Chen Lingxin, a Year 1 student from Guangzhou studying in the Business Stream, said, ‘In the dorm, our daily exchange is limited to things like “What are you cooking today?”. We don’t really have much chance for deeper exchange of ideas. This programme allows us to discuss value issues, and the small class environment really helps mainland and local students understand each other’s value systems – the echoes and the differences.’ She added that this programme gives them a chance to discuss such matters with sincerity.
Are Aristotle and Confucius long dead clichés? Tse Cheuk-kit Dwight, a Year 1 psychology student taking the course ‘In Dialogue with Humanity’, pointed out that the course readings have influenced him a lot as they present very different view points on virtue and friendship. He said, ‘We rarely look at “friendship” in this comprehensive way. Also, one person’s mind is limited, whereas in this course, we can brainstorm together on our readings of the classics. It has been a real eye-opener. Our discussions really enable us to gain deeper insights.’
Intensive Reading, Writing and Discussion
Dwight also opined that the breadth of the programme has helped first-year students explore their interests. He said, ‘After all, we only major in one discipline. If not for this Foundation Programme, we would not have known that there are so many different ways to pursue knowledge.’
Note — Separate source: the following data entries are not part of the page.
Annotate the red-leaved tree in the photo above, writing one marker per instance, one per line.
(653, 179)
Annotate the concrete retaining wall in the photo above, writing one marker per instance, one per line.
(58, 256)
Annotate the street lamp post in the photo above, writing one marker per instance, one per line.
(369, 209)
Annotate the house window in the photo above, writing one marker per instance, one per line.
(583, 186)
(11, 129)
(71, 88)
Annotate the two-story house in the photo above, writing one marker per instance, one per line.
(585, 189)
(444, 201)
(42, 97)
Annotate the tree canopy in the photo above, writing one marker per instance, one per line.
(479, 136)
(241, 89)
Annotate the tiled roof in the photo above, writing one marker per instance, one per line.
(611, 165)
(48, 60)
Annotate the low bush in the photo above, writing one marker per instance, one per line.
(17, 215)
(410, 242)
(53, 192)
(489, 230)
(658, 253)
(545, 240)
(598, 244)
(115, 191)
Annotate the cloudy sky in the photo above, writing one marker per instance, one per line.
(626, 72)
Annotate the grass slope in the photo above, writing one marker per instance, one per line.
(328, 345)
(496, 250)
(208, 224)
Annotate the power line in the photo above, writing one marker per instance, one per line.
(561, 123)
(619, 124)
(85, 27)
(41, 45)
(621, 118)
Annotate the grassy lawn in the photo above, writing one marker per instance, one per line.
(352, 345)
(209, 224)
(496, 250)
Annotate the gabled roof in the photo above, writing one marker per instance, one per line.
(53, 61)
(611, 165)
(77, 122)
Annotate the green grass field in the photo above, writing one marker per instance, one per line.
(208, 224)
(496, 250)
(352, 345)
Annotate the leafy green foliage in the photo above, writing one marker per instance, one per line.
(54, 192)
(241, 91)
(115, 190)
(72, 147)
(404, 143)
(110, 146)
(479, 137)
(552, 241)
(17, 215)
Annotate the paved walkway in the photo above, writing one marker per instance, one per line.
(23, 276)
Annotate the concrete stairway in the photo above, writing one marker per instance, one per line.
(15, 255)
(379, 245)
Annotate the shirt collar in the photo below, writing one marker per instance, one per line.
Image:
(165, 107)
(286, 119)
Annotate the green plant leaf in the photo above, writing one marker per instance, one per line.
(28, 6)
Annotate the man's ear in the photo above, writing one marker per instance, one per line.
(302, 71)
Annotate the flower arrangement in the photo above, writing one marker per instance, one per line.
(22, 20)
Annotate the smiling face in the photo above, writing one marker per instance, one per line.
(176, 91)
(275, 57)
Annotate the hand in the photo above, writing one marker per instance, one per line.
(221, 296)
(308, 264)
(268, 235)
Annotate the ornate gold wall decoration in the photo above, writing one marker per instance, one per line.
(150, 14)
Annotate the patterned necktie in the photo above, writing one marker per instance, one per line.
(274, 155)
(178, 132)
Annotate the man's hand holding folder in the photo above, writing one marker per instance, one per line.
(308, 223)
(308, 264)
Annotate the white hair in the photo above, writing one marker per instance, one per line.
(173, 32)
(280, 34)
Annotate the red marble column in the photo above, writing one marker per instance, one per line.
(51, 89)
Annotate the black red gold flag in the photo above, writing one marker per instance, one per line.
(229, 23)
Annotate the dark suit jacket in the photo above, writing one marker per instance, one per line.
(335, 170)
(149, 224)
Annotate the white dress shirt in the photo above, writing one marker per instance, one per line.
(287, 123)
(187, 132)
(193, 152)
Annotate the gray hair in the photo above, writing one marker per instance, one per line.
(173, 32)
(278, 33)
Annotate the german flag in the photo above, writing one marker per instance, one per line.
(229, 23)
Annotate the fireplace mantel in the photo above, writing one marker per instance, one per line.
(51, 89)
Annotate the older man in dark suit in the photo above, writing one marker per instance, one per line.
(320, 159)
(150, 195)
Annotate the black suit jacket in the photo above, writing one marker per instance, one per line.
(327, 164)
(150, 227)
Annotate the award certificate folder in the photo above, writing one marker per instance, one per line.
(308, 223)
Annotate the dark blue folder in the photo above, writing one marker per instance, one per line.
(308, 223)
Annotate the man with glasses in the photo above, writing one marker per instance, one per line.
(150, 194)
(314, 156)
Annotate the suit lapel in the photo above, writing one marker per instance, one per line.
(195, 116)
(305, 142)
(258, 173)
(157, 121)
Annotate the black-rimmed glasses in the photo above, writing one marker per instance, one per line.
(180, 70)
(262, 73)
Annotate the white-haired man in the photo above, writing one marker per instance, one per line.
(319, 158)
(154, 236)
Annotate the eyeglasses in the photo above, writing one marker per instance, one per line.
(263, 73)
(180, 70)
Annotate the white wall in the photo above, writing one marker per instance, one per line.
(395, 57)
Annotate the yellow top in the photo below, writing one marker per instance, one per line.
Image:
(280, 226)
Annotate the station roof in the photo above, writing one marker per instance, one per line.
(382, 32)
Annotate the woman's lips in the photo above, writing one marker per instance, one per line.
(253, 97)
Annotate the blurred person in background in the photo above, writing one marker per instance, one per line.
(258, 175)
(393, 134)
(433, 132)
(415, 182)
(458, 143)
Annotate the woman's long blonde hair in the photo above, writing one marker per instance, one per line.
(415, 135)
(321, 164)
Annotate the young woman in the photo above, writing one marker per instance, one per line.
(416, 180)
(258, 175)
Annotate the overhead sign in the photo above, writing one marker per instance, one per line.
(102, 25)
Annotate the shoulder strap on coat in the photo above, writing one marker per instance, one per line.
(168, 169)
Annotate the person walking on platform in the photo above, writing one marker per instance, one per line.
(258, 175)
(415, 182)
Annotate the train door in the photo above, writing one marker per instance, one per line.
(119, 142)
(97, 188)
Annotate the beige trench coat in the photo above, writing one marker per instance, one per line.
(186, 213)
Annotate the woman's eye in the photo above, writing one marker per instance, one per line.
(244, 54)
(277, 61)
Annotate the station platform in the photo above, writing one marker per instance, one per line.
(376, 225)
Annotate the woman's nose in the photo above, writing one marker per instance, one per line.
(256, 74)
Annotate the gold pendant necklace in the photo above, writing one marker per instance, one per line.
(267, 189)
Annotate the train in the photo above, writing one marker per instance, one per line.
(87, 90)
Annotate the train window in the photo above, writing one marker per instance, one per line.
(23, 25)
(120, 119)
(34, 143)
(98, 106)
The GEF Programme also attaches importance to training students how to read, write and discuss with others. Many students have remarked how demanding the programme is and how their independent learning ability is enhanced. As Feng Chen suggests, ‘It is like the training of athletes. We are required to read deeply and write every week in our first year. As a result, we find it much easier to proceed to other more advanced courses.’ She also pointed out that the thoughtful feedback and individual counseling that the GEF teachers give is a key to the programme’s success.